Detox drama


Neanderthal Man is a 40-something, ex-British soldier who collects exotic knives and can strip down a semi-automatic rifle blind-folded. Until recently, he thought ‘chakras’ was a Latina pop star whose hips don’t lie. But things changed for the card- carrying caveman when he met the Tree Hugger… this issue, he survives detoxing… 

Detoxing. Whose bright idea was that then? The health evangelists would have me believe I’m loaded with toxins. Not sure I believe them. I’ve never seen any and don’t know how they’d have gotten inside me. Do they hitchhike in on cheese toasties?

Tree Hugger though, has it in her lovely little head that we’re full of these toxin things, whatever they are. She says this is very bad and that we need to get them out! How do you get them out? No surprises for guessing; it involves raw vegetables. Why can’t toxins be flushed out with beer? Why can’t they be chased away with ice-cream? It’s just so typical. Raw flipping vegetables.

Yes, even I accept that we’ve been over indulging recently. The problem is, there’s always a reason. Christmas, Valentine’s, Easter, the sun’s shining, the neighbour’s cat had babies… and yes, perhaps blaming Tree Hugger for boil-washing my clothes till they shrunk was not an entirely accurate explanation for why I’m not fitting into my trousers so well anymore.

To do this detox, Tree Hugger booked us into a wellness resort for seven days.

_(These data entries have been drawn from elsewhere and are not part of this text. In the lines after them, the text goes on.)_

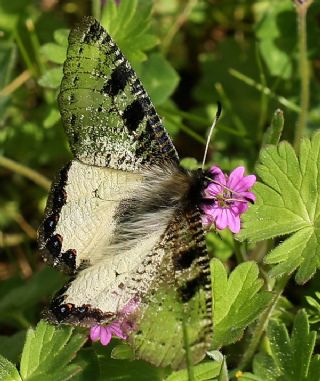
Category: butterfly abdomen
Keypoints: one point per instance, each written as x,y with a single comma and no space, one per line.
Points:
165,191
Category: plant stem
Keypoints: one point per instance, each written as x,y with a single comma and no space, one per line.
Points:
96,9
15,84
304,72
262,323
24,54
25,171
266,90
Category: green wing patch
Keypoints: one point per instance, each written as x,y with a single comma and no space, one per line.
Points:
107,114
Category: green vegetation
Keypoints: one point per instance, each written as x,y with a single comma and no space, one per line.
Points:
260,59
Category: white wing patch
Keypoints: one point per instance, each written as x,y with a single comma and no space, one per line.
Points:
114,281
86,219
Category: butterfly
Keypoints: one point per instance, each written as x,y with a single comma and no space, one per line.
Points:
123,218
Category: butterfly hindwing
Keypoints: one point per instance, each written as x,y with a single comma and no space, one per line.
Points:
178,308
123,233
108,116
171,279
112,124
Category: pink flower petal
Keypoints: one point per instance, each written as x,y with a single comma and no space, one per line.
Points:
233,222
213,190
248,196
244,184
221,219
105,336
218,175
235,176
115,329
95,332
239,208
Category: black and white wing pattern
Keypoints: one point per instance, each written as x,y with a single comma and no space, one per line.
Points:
118,216
111,124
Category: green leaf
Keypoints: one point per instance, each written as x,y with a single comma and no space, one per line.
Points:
129,24
61,37
8,371
122,352
51,78
287,203
202,372
48,351
11,346
264,366
291,357
274,132
158,77
237,300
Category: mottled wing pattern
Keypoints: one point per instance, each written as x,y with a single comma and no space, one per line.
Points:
177,311
107,114
111,124
171,278
80,218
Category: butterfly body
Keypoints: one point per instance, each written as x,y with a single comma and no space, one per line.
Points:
123,216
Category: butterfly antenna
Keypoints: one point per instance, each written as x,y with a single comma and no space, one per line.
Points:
215,121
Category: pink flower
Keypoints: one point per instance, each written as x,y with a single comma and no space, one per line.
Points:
226,198
120,327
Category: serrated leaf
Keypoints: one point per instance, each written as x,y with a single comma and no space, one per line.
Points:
202,372
290,357
128,23
11,346
51,78
8,371
48,351
287,203
237,300
54,52
61,36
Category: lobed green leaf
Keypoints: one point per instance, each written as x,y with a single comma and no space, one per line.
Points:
287,203
237,300
48,351
8,371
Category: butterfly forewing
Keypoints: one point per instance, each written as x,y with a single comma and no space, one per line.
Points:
116,137
106,112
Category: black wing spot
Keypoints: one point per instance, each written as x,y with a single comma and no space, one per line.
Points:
189,289
117,82
50,224
133,115
54,245
73,120
184,259
69,258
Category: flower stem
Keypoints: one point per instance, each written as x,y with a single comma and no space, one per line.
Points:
262,323
302,9
96,9
25,171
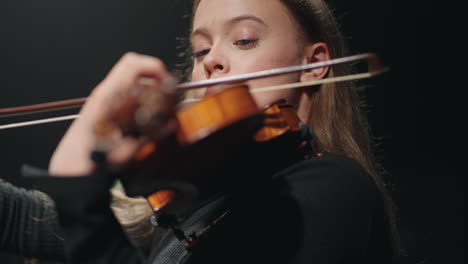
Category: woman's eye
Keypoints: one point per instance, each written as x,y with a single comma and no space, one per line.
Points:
201,53
246,43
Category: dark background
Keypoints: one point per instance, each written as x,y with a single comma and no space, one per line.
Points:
53,50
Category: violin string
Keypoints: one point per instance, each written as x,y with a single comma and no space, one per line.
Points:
352,77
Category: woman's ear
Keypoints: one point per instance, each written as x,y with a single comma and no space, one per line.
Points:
316,52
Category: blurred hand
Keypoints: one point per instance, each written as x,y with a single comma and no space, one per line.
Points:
73,154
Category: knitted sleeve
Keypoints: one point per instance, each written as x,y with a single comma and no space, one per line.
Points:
29,224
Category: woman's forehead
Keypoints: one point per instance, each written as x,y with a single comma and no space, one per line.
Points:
212,12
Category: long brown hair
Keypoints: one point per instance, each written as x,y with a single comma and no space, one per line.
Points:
338,118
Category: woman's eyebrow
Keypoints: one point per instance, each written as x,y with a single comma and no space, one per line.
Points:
229,23
238,19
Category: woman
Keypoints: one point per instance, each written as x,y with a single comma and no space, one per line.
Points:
327,209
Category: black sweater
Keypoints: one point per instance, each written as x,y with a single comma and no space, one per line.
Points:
321,210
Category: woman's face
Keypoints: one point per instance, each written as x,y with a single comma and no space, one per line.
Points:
231,37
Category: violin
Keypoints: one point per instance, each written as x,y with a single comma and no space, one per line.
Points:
171,133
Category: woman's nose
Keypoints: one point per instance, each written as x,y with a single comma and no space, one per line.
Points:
215,64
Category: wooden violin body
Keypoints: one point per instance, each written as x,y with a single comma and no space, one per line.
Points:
217,145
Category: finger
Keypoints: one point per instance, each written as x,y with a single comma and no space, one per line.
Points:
133,66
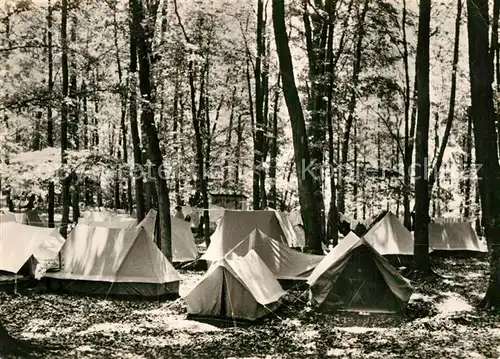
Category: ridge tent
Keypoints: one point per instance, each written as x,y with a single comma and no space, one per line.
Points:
29,217
21,244
184,248
118,222
236,288
355,277
389,237
290,234
237,225
454,238
100,260
283,261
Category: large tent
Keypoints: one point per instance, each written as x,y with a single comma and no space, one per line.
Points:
184,248
236,288
283,261
455,237
100,260
355,277
389,237
237,225
21,244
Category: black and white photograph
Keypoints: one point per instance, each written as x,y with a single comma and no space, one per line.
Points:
249,179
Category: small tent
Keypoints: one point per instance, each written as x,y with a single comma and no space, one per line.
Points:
455,237
113,222
116,261
236,288
237,225
184,248
355,277
20,244
29,217
389,237
283,261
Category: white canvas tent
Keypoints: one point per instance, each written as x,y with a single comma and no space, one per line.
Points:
100,260
355,277
283,261
184,248
20,243
389,237
29,217
452,237
237,225
113,222
236,288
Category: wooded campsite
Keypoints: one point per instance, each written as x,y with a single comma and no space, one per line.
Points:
252,178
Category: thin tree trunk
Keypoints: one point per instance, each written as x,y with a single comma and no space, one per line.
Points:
50,122
312,219
352,107
421,246
66,200
483,116
74,121
453,91
407,154
134,130
332,223
468,166
237,152
273,200
229,134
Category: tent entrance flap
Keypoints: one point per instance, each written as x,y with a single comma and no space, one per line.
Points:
361,287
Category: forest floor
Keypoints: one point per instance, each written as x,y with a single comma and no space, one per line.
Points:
441,322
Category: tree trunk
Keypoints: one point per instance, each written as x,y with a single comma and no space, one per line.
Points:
274,149
134,130
453,91
50,122
468,166
421,245
332,223
259,110
237,153
147,119
352,106
74,122
229,134
310,211
66,200
483,116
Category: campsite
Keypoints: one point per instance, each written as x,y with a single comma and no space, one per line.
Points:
249,179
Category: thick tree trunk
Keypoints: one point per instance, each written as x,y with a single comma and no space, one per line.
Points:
483,116
66,200
147,119
134,129
309,209
50,122
421,246
453,91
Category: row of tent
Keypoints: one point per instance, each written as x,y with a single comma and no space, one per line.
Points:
245,283
249,254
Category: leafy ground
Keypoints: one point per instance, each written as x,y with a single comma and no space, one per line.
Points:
441,322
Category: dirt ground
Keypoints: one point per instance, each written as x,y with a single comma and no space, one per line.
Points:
441,322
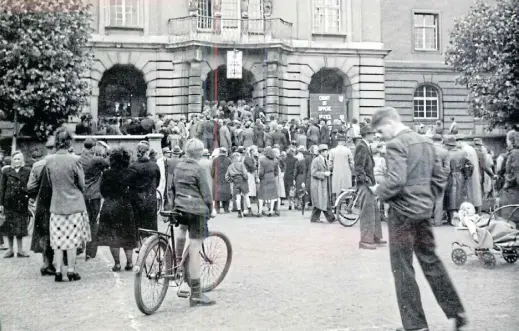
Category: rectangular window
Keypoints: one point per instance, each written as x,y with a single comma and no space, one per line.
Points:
426,32
327,16
125,13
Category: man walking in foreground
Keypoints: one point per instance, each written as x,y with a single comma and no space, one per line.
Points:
415,180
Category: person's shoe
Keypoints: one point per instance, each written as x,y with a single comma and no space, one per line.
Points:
197,297
58,277
48,271
369,246
8,255
461,321
73,276
183,290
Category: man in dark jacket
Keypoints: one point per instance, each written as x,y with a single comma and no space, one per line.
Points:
415,180
370,227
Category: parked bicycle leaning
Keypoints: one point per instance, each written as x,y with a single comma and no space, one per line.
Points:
193,199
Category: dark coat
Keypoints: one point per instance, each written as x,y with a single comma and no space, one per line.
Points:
300,173
43,193
14,197
143,190
364,165
290,164
221,188
267,173
116,220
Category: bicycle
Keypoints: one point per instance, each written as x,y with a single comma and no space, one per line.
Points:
168,269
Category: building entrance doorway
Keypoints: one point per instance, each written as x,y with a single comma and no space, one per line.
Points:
217,87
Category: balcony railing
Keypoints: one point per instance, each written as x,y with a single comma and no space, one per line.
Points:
226,30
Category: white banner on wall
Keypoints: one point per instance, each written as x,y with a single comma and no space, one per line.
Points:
234,64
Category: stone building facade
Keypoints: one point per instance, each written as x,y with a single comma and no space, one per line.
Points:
173,53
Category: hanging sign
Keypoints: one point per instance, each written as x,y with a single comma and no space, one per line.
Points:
234,64
327,106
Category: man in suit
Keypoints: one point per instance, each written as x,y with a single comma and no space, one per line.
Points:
370,227
415,180
320,187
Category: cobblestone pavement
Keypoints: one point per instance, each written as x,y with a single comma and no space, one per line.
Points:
286,274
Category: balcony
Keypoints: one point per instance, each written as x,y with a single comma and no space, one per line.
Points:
219,30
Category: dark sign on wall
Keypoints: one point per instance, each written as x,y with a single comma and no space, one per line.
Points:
328,106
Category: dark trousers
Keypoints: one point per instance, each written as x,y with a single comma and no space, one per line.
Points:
316,214
405,237
93,208
370,226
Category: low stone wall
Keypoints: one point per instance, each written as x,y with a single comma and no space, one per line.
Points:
27,144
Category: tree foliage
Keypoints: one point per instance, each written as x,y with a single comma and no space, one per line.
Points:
484,49
43,55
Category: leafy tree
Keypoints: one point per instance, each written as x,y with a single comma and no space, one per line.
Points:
43,55
484,49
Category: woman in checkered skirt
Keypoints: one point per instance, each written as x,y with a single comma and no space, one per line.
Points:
69,226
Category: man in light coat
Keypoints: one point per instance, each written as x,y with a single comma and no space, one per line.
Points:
445,160
474,193
225,135
319,187
370,227
341,162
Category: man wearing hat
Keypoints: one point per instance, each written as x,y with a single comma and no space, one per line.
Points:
370,227
171,164
341,161
474,193
443,154
319,187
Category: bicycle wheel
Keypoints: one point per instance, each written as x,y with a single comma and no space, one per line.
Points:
348,210
153,263
216,258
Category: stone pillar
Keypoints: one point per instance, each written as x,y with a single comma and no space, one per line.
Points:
267,16
151,102
245,20
272,83
195,87
94,104
217,16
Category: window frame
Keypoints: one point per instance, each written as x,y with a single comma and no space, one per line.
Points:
140,16
324,30
437,15
425,98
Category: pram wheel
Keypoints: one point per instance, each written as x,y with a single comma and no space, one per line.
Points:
459,257
489,260
510,256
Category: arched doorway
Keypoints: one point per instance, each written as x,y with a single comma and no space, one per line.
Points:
330,93
218,87
122,92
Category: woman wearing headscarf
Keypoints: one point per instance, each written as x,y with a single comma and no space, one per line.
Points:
267,172
143,189
116,219
194,201
14,201
69,226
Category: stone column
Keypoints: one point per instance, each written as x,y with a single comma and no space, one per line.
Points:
195,87
150,101
244,20
217,16
193,14
267,16
272,83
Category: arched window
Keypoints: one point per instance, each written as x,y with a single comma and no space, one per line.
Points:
426,102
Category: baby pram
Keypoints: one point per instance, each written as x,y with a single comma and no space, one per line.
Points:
485,239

Apparently, we can’t just eat vegetables at home. We need to pay an eye-watering fortune to have chefs highly trained in not doing very much with vegetables and seeds prepare our food. I can grate a carrot but you don’t find me calling myself a gourmet wellness vegan chef.

Anyway, so we get to this resort and we’re told that because we’re on the detox diet, we can only have food from the buffet that has a yellow label. Any purple-labelled food is strictly off limits and all the staff had been briefed so don’t try sneaking any, it would be confiscated. Naturally, there was to be no carbohydrates, caffeine or alcohol but we could have all the wheatgrass and spirulina juice we desired. No limits, knock ourselves out.

After the first day, I woke up with this strangely familiar gnawing feeling in my stomach. Then I remembered; it was hunger. Hadn’t felt that in a while. We went up for breakfast. Not a sausage or piece of bacon in sight. Breakfast options were several vegetable dishes, vegetable soup, grapefruit, pumpkin seeds, salad (salad!) and all the herbal tea or caffeine-free coffee alternative sweetened with dried stevia leaves we could drink. Anything worth eating had a purple label and the breakfast buffet was guarded by a swarm of SS Waffen storm troopers dressed as waiters.

After breakfast, what were we going to do? No TV! Entertainment options were: read a book; listen to a talk on nutrition; have some kind of therapy, and lay by the beach or pool. I read a lot of books that week. Cookbooks mostly, the pages are a bit sticky now from where my tears fell onto the recipes for mouth-watering delights like Beef Wellington (‘… sit the beef fillet on a roasting tray, brush with olive oil… sob…’) and Chocolate Marquise (‘… pour the melted chocolate into the butter mixture, and carefully stir… boo hoo’).

It was the longest week of my life. If this is detoxing, I’d rather keep my toxins thanks very much. I’ve told Tree Hugger that I’m choosing the next holiday. There will be enough food and drink to sink a ship and an IMAX- sized, flat-screen TV in our room. But she really is going to have to stop boil washing my clothes.